Dr. Therese Dau
The HelmholtzZentrum München (HMGU) is a research institution within the Helmholtz Association of German Research Centers, the largest scientific organisation in Germany (36,000 employees in 18 research centers). HelmholtzZentrum München employs approximately 2200 people of 50 different nationalities (more than three quarters of those acting in science). As a leading center of health research in three major areas of human diseases, diabetes mellitus, chronic lung diseases and neurodegeneration, with a focus on Environmental Health, HMGU pursues the goal of developing personalized medical approaches for the prevention and therapy of major common diseases. Researchers of the HMGU investigate the interaction of genetics, environmental factors and lifestyle and utilize their insights to develop new approaches for individualized diagnostics, treatment and prevention of major common diseases. The so-called Comprehensive Pneumology Center (CPC) of the HMGU focuses on lung diseases and is headed by two chair persons, representing the two areas of Experimental Pneumology (Prof. Oliver Eickelberg) and Clinical Pneumology (Prof. Dr. Jürgen Behr, Director of the Medical Clinic and Policlinics V). Scientists of the CPC cooperate with clinicians of the LMU University hospitals and the Asklepios-Fachkliniken München-Gauting.

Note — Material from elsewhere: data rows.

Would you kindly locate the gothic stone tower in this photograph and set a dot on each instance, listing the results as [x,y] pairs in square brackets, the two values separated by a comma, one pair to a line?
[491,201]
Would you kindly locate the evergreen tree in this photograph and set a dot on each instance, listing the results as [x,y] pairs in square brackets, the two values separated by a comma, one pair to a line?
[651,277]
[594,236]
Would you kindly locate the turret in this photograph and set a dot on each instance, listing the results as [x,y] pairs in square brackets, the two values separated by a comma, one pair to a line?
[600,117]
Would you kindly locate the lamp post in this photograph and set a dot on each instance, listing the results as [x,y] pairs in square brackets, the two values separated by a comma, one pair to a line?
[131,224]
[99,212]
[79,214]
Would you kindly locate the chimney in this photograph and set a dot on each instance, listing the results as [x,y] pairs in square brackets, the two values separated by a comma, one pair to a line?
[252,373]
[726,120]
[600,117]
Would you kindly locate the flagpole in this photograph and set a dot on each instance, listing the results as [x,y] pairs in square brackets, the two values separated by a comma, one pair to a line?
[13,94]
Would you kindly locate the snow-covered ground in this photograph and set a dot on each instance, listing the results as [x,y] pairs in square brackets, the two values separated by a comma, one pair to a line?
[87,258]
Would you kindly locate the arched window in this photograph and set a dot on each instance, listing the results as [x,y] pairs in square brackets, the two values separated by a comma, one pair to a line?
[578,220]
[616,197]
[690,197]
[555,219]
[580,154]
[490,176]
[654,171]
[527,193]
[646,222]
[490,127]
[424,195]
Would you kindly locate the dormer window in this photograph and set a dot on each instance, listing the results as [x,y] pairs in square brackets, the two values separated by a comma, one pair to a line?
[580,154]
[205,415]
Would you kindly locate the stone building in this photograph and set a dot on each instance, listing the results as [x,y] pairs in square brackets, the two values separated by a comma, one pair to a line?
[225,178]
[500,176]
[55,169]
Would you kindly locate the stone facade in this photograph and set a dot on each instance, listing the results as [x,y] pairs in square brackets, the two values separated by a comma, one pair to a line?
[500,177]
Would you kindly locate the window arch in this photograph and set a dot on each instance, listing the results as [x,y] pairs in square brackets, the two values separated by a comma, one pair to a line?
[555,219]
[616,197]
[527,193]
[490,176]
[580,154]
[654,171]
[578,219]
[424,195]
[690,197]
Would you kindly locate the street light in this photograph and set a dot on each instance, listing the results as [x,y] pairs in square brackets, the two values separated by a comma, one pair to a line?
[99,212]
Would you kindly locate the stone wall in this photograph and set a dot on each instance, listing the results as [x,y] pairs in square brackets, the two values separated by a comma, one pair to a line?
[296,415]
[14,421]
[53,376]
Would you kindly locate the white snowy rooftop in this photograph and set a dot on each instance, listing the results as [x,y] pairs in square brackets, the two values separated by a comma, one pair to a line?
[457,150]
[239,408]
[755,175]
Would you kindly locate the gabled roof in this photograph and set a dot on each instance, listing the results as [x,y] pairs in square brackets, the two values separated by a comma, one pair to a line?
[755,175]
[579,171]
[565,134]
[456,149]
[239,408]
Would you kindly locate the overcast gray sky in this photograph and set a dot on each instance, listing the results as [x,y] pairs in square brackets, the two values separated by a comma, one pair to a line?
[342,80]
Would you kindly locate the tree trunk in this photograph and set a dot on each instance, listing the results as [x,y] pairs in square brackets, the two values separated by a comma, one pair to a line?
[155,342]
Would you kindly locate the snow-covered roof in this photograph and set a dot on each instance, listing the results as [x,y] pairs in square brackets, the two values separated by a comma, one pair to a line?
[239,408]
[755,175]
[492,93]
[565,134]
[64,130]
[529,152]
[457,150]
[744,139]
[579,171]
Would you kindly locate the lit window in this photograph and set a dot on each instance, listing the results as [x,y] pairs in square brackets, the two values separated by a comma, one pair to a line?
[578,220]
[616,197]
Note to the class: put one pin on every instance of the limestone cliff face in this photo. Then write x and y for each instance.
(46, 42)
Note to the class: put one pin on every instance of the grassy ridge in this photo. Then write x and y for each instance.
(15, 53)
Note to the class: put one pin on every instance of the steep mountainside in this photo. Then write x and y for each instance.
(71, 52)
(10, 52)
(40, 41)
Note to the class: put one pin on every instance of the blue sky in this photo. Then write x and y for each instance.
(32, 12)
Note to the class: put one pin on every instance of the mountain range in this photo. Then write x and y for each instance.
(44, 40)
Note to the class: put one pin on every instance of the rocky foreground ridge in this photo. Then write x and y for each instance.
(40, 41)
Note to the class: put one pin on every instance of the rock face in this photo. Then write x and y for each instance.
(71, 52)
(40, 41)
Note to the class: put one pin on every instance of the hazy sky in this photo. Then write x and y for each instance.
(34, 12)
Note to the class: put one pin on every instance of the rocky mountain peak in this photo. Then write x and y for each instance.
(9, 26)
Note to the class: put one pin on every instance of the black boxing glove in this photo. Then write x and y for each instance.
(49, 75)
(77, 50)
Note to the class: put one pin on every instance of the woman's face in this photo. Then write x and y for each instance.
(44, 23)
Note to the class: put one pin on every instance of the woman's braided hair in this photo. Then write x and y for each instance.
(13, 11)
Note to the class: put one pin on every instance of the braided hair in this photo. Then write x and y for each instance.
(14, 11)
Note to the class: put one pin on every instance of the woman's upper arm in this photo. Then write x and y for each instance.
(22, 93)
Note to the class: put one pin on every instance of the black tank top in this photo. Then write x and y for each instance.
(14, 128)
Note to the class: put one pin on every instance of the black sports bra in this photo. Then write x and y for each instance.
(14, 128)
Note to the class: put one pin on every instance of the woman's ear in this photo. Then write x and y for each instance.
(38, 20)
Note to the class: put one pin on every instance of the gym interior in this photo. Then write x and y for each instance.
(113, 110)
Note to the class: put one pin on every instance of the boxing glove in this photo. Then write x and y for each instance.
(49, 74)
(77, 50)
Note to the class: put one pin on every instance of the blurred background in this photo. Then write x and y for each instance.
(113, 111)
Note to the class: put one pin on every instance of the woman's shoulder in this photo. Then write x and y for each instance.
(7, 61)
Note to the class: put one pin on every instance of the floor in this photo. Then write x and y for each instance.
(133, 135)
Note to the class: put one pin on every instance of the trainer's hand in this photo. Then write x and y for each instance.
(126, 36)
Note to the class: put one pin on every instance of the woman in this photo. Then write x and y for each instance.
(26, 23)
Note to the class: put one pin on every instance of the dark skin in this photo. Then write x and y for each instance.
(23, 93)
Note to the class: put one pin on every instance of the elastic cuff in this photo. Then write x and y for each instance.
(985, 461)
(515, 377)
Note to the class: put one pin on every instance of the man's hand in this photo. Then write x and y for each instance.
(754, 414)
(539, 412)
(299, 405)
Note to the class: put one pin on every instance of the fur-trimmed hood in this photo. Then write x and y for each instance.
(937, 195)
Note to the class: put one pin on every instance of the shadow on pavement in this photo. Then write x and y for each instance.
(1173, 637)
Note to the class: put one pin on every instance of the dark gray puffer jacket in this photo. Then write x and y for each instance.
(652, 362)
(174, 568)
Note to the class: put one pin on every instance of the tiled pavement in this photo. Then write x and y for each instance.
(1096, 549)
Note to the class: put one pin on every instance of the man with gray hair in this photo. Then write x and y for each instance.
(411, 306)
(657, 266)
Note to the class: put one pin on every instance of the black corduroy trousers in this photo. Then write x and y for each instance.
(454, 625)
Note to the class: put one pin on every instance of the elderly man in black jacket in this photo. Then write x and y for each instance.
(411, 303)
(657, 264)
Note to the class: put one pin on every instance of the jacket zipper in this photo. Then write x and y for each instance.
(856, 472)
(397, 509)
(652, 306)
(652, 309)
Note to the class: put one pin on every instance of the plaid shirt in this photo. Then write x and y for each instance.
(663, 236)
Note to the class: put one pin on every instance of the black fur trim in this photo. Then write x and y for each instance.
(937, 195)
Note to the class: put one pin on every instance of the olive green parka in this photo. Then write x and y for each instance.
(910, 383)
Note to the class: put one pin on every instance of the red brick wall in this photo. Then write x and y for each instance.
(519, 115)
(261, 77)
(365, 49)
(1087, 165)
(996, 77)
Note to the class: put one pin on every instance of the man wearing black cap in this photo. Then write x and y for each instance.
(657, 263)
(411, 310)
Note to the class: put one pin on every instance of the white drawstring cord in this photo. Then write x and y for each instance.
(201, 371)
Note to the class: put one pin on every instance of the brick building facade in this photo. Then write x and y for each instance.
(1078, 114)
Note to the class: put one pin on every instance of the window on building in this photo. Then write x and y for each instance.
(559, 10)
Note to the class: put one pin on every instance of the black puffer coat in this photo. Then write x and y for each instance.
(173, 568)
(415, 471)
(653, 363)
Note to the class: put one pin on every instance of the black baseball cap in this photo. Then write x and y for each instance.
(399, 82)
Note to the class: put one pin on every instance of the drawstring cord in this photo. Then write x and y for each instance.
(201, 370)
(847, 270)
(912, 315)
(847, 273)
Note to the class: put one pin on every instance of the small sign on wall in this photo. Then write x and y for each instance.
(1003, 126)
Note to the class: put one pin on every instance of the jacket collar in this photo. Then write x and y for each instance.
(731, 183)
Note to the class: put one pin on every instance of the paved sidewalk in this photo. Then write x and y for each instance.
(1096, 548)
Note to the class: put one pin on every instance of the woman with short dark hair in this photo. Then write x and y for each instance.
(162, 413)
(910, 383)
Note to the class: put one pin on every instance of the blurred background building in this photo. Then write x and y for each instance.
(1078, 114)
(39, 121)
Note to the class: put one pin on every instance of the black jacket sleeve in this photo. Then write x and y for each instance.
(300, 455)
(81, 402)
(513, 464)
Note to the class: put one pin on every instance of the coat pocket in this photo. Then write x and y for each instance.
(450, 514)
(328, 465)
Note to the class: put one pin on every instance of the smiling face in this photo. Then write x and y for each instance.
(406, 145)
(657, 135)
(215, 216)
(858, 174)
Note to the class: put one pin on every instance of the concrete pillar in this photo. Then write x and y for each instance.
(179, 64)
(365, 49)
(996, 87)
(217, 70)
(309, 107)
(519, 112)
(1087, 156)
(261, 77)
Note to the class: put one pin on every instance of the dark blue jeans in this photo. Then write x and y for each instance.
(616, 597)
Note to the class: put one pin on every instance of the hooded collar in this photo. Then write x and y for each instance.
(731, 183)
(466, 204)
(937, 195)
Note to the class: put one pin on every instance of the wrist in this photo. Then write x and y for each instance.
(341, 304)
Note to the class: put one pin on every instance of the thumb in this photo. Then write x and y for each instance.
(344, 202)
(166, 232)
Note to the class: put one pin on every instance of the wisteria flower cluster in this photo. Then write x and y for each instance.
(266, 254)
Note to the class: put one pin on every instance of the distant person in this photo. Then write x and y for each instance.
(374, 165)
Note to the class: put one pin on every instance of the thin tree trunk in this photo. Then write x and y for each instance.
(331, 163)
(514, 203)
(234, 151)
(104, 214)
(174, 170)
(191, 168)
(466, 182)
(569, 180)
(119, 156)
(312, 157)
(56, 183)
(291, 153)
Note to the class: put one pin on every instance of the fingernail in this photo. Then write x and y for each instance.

Main tasks attributed in the project
Partner HMGU will lead WP 04 - Pathogenic role of T-cells and their interactions with myeloid cells.
Main personnel involved in the project
Dieter E. Jenne (M.D., Privatdozent) is a staff scientist of the Max-Planck-Institute of Neurobiology and a guest scientist at the HMGU/CPC since 01.06.2012, when he moved his laboratory from the Max-Planck-Institute of Neurobiology to the Institute of Lung Biology and Disease (iLBD) of the HelmholtzZentrum München. He received his Dr. med and Dr. habil from the University of Heidelberg in 1984 and 1990 and his venia legendi in 2003 from the Ludwig-Maximilians University in Munich. He was a postdoctoral research fellow at the EMBL in Heidelberg in the cell biology program of Dr. K. Simons and in Prof. Dr. Jürg Tschopp’s team at the Institute of Biochemistry, University of Lausanne. In 1992, he was selected for a staff scientist position at the Max-Planck-Institute of Neurobiology.
Dr. Jenne discovered the relevant target antigen, PR3, in Wegener’s granulomatosis (Nature, 1990) and thereby laid the foundations for a widely accepted laboratory autoantibody test in the clinics. He reported the pathogenic role of neutrophil extracellular trap formation in autoantibody-mediated focal necrotizing glomerulonephritis and systemic vasculitis in 2009 in a highly cited Nature medicine paper (278 citations). He is an acknowledged expert for lymphocyte (granzymes) and neutrophil serine proteases and inhibitors in autoimmune vasculitis and chronic inflammatory disease, explores the pathogenic role of proteases in various mouse models, and produced his own knock-out and humanized knock-in lines to elucidate substrate-function-relationships and autoantibody effects in vivo. He pursues a long-lasting research program on Wegener’s granulomatosis, a chronic relapsing disease, which is characterized by an autoimmune response against human proteinase 3, one of the four neutrophil serine proteases. He is also very experienced in large scale preparations of functionally active and natively folded serine proteases and serine protease inhibitors (serpins) and in thermophoretic measurements of protein interactions under equilibrium conditions in complex biological fluids.